The right place at the right time

Although part of Joe's experience initially included some elements of chance, the care he received after his arrival wasn't one of them. Among other criteria, Riverside Regional Medical Center's national designation as a Comprehensive Stroke Center includes 24/7 access to a neurointerventionist, a neurologist who specializes in using innovative, minimally invasive treatments for complex problems of the brain and spine. In this case, the physician standing by and ready when the LifeEvac helicopter touched down was the highly trained and experienced Wolfgang Leesch, M.D.

After more than a year and many patients later, Dr. Leesch clearly remembers his first encounter with Joe. "He presented with classic stroke symptoms including an inability to speak or comprehend and paralysis on his right side. I documented the symptoms on a smartphone video which I still have."

"We immediately took Mr. Downing to the biplane imaging suite, a specialized unit in the medical center that combines neurosurgery and highly precise imaging, and performed a suction thrombectomy. In this procedure a very small catheter is introduced through an incision in the groin and then guided to the intracranial arteries. Once the catheter tip is placed next to the blood clot in the brain that’s causing the stroke, negative pressure suctions the clot out of the small and very delicate blocked artery.

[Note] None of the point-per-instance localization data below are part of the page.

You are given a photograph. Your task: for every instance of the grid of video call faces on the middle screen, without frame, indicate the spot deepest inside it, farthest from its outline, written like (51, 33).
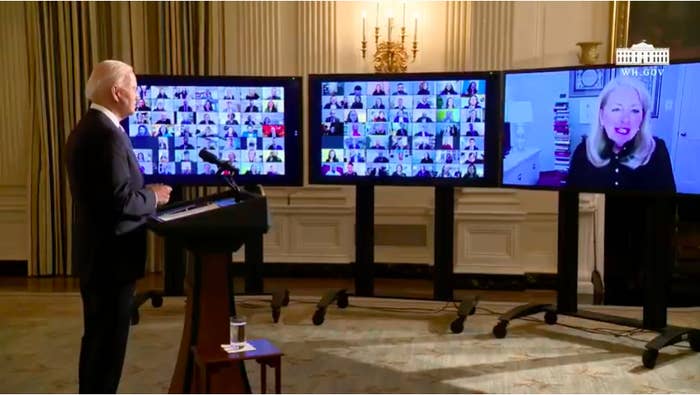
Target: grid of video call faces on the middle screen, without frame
(432, 128)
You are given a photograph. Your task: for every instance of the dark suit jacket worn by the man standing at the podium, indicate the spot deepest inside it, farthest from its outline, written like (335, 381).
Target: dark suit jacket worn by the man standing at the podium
(110, 202)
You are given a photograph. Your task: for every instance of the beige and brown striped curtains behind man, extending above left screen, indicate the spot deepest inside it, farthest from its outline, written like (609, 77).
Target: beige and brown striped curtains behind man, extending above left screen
(65, 39)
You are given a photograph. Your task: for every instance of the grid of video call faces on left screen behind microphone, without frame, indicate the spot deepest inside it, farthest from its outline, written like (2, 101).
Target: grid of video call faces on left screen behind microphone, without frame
(241, 125)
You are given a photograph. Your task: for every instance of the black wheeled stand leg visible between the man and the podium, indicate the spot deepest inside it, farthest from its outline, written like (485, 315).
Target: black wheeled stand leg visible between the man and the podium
(173, 273)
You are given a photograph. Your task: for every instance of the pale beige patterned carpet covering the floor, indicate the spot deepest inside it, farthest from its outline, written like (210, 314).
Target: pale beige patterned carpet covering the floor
(373, 346)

In the case of Mr. Downing, the artery opened immediately."

The benefits of a comprehensive stroke center

The advanced procedure that was performed on Joe was characterized by optimal speed, precision and safety. Dr. Leesch believes that Riverside's decision to develop its stroke program, and the training and infrastructure that were in place as a result, were the factors that made it possible for Joe to survive the stroke initially and then resume his life without impairment. The alternative, and the very possible outcome had he received treatment at a facility without the capabilities of a Comprehensive Stroke Center, may have been to spend the rest of his life bed ridden with a substantially diminished quality of life.

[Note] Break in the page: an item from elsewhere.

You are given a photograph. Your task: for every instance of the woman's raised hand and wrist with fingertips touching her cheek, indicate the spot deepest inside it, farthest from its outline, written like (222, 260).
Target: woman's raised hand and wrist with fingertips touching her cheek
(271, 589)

The other elements that were in place -again as the result of Riverside's commitment to the highest level of stroke program -included the availability of advanced imaging and recent innovations in endovascular equipment, as well as a skilled, multidisciplinary approach to care, all of which Riverside could provide as one of only three designated Comprehensive Stroke Centers in Virginia.

Joe Downing gets his life back

Joe has limited memories of his treatment and intensive care period at RRMC but remembers his recovery at a Riverside inpatient rehabilitation facility where he worked with therapists and other staff to regain his ability to talk and walk normally within the short span of three weeks. "The therapy experience was very different than the minimally-invasive procedure I had to break up the clot in my brain. It's not single, decisive "silver bullet" kind of thing. It's more of an hour-by-hour, day-by-day process. It requires a lot of patience and a good amount of determination to progress, but I think for me, and I know for the therapists who were helping me, that's what makes moving ahead and getting back to who you were before the stoke so rewarding."

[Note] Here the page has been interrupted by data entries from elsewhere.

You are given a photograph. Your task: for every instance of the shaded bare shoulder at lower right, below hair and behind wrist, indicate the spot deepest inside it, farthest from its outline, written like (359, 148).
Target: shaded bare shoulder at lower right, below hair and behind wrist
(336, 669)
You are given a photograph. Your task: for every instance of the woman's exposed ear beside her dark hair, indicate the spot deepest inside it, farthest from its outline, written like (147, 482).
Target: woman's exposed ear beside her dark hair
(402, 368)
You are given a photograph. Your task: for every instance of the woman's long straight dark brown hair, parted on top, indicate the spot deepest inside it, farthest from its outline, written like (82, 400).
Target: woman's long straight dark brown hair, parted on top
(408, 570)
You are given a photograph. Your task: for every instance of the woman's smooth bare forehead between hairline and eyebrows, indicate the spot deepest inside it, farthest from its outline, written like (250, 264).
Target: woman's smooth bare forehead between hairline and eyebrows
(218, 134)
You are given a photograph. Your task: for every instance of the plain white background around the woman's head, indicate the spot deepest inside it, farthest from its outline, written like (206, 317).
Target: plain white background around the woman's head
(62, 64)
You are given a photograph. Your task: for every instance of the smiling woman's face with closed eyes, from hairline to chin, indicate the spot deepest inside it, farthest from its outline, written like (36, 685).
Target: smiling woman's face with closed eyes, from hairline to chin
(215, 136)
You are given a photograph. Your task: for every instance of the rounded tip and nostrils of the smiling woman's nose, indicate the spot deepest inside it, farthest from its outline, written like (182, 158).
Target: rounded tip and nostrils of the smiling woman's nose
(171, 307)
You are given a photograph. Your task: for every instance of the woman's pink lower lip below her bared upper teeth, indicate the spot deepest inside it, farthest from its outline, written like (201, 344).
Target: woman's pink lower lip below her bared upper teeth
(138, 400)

After returning home Joe continued with outpatient therapy and met with Dr. Leesch as part of his follow-up care. Since his treatment and rehabilitation he retired from his position at Sysco, and action that was based on his age and years of service and unrelated to his stroke. Today, a little more than a year from that snow-covered day, he enjoys an active lifestyle with no physical or cognitive impairments.

"I feel like my family and I have been given a great gift of more time together for which I will always be grateful" Joe says, "and I want to make sure I'm taking full advantage of it."